Baconi tells the complex, and evolving, story of Hamas’ rise to power, its struggle with Fatah and the PLO, to its current containment within Gaza, whilst clearly explaining different strands of Palestinian thinking and ideology. He describes Hamas as defining its role, in contrast to Mahmoud Abbas and the Palestinian Authority, as a religiously motivated resistance to “Zionist” settlements inside the territory occupied by Israel after the 1967 war, and until recently, more generally to the wider Israeli occupation since 1948. Against the PLO, the internationally approved negotiator of the Oslo accords, derided by Hamas for achieving nothing, Hamas presents itself as the movement for liberation of the occupied territories.
Hamas frames itself as the - last - anticolonial movement comparable to the ANC’s apartheid-era analysis of itself as fighting against Afrikaner “internal colonialism”. In its own eyes and those of many Gaza residents, Hamas is conducting an armed struggle, or asymmetric warfare, for the land and soul of the Palestinian people against an overwhelmingly powerful military enemy, for the right of return of Palestinian refugees.
Because of his efforts to explain objectively, Baconi risks being accused of providing Hamas with historical legitimacy. That is clearly not his intention. Nor mine. But Hamas’ interpreting the conflict in a frame of settler colonialism has as much, or as little, sense as the ANC’s old analysis. Both conflicts could be described as resistance movements facing an opponent with a dramatically different level of coercive military power and different history of occupancy of the contested land. The Palestine-Israel conflict has the additional complexity of each side’s ethnic identities and strong religious claims to a divinely mandated terrain. It is not called the Holy Land for nothing. Establishing new States did not work for “Christian nationalism” in South Africa. Baconi finds scant evidence of any ongoing commitment to the Oslo Accords or to peace-making initiatives on either side. Pursuit of a Two State solution has come to nothing.

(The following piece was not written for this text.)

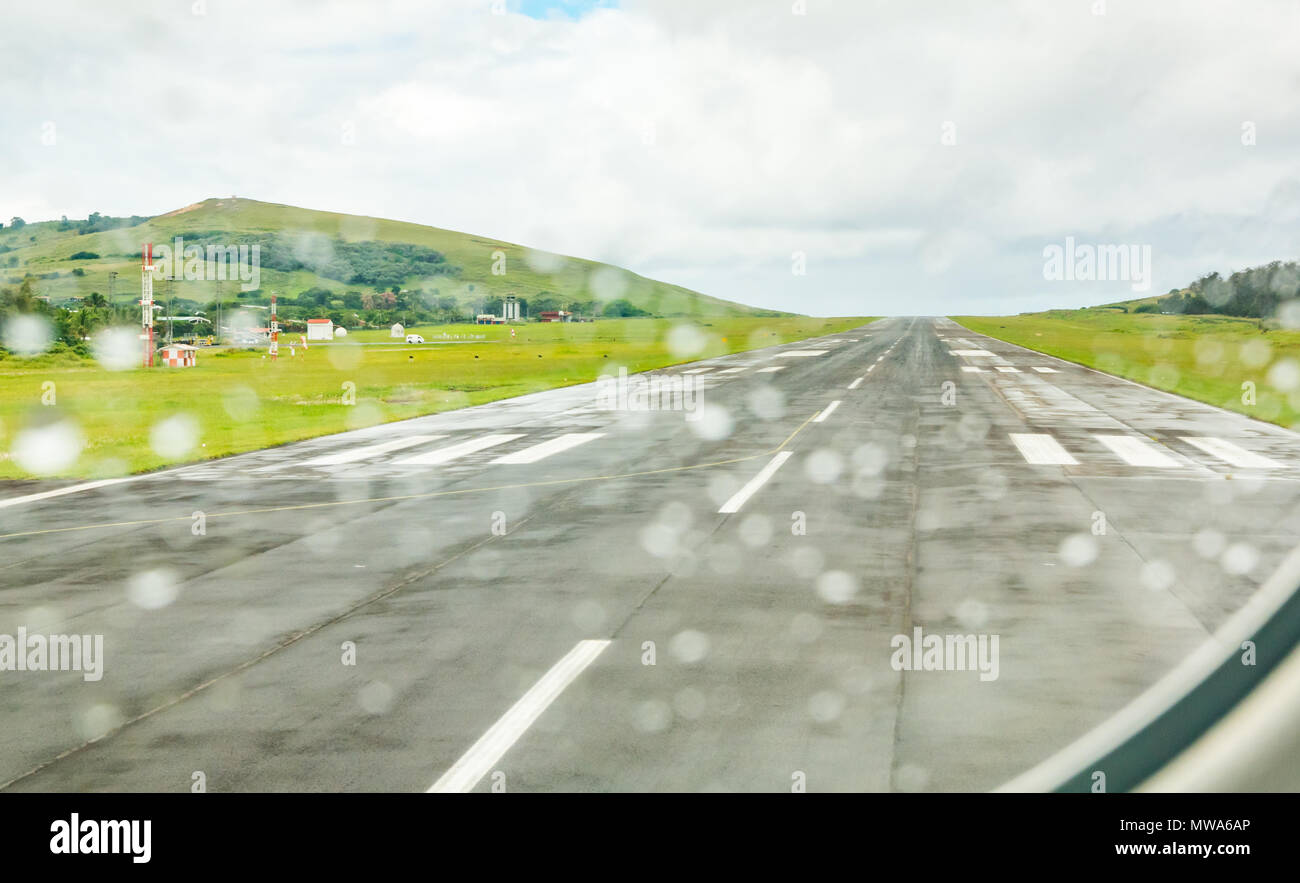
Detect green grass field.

Hamas statements from its internal and external leaders, Ismail Haniyeh and Khaled Meshal, quoted in the book, refer repeatedly to the enemy as “Zionists”. There is no mystery how some of the Labour Left have been accused of anti-Semitism. For them, rather than framing Zionism as one protagonist in a clash of nationalisms, the interpretation motivating the Oslo Accords, Zionism is the powerful last remnant of settler colonialism. This account of the singularity of the conflict is not necessarily anti-Semitic though it easily drifts into anti-Semitism. Most politicized South African young blacks whom I met in the 1980s referred to the “Boers” when they meant the South African security forces. A few were unsurprisingly anti-white. Some Labour Party members surprisingly, disgracefully, have crossed the boundary into anti-Semitism.

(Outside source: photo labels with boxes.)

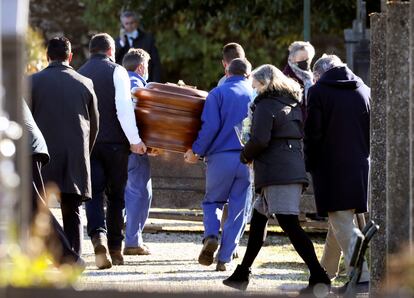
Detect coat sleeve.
[242,102,274,162]
[88,81,99,153]
[304,86,323,172]
[192,92,221,156]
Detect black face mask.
[296,60,310,70]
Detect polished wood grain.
[132,83,208,152]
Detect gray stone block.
[386,2,411,253]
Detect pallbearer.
[122,49,152,255]
[184,58,253,271]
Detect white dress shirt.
[113,65,141,145]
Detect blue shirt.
[128,70,147,89]
[192,76,253,156]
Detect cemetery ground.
[52,208,354,297]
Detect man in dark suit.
[23,101,86,270]
[305,55,370,287]
[115,11,161,82]
[31,37,99,255]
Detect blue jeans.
[202,151,252,263]
[125,153,152,247]
[85,143,130,250]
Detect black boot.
[223,265,251,291]
[299,268,331,297]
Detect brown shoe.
[216,261,227,271]
[123,245,151,256]
[198,236,218,266]
[109,249,124,266]
[91,233,112,269]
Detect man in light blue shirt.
[122,49,152,255]
[184,58,253,271]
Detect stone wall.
[370,1,414,291]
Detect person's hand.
[184,149,198,163]
[147,148,164,156]
[129,142,147,154]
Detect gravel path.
[53,209,344,295]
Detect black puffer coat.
[241,93,308,192]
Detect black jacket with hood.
[241,92,308,192]
[305,66,370,216]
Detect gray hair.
[122,48,151,71]
[288,41,315,60]
[119,10,139,22]
[313,54,346,77]
[252,64,302,102]
[227,58,252,76]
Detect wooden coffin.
[132,83,208,152]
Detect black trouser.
[60,193,83,255]
[31,158,79,264]
[241,209,323,275]
[86,143,129,250]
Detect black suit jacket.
[115,29,161,82]
[31,62,99,199]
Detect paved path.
[54,209,348,294]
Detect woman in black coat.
[223,64,330,292]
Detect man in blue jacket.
[184,58,253,271]
[122,49,152,255]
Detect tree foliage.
[83,0,355,89]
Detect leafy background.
[27,0,380,90]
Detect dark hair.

Baconi charts how Hamas’ strategy and tactics changed as facts on the ground changed, notably in the shifting sands of the Arab Spring in Egypt, and the leadership changes it brought, from Mubarak to Morsi, from Morsi to Sisi. But Hamas has retained its character as a nationalist Islamist movement despite persistent efforts to lump it with Da’esh and Al-Qaida – both of which it actively opposes. And the leadership has tacitly put aside a major ideological prop: the refusal to recognize the state of Israel. Given future flexibility, Hamas could move from ceasefire to meaningful negotiations given the right conditions.

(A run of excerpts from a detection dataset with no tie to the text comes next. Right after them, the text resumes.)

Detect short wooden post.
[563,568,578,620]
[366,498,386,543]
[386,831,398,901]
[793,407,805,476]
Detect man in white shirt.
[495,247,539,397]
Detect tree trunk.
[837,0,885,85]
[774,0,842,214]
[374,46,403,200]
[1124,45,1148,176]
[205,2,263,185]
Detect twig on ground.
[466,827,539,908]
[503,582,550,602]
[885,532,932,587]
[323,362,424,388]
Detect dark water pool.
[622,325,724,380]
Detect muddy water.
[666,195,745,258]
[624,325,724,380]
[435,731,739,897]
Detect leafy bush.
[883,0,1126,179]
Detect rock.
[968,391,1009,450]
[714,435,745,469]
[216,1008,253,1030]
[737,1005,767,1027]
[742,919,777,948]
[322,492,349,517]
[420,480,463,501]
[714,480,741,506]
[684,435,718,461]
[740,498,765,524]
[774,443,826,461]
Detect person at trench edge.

Otherwise there are no grounds for optimism. Lives in southern Israel are insecure. Lives in Gaza verge on the insupportable. A humanitarian crisis beckons. Israel’s military power has entrenched rather than defeated resistance. Whether the Israeli government retains any vestigial desire for negotiation, now the USA has de facto finally abandoned its role as peace mediator, remains to be seen. Baconi has written a courageous, if depressing, book. Future peacemakers would do well to read it.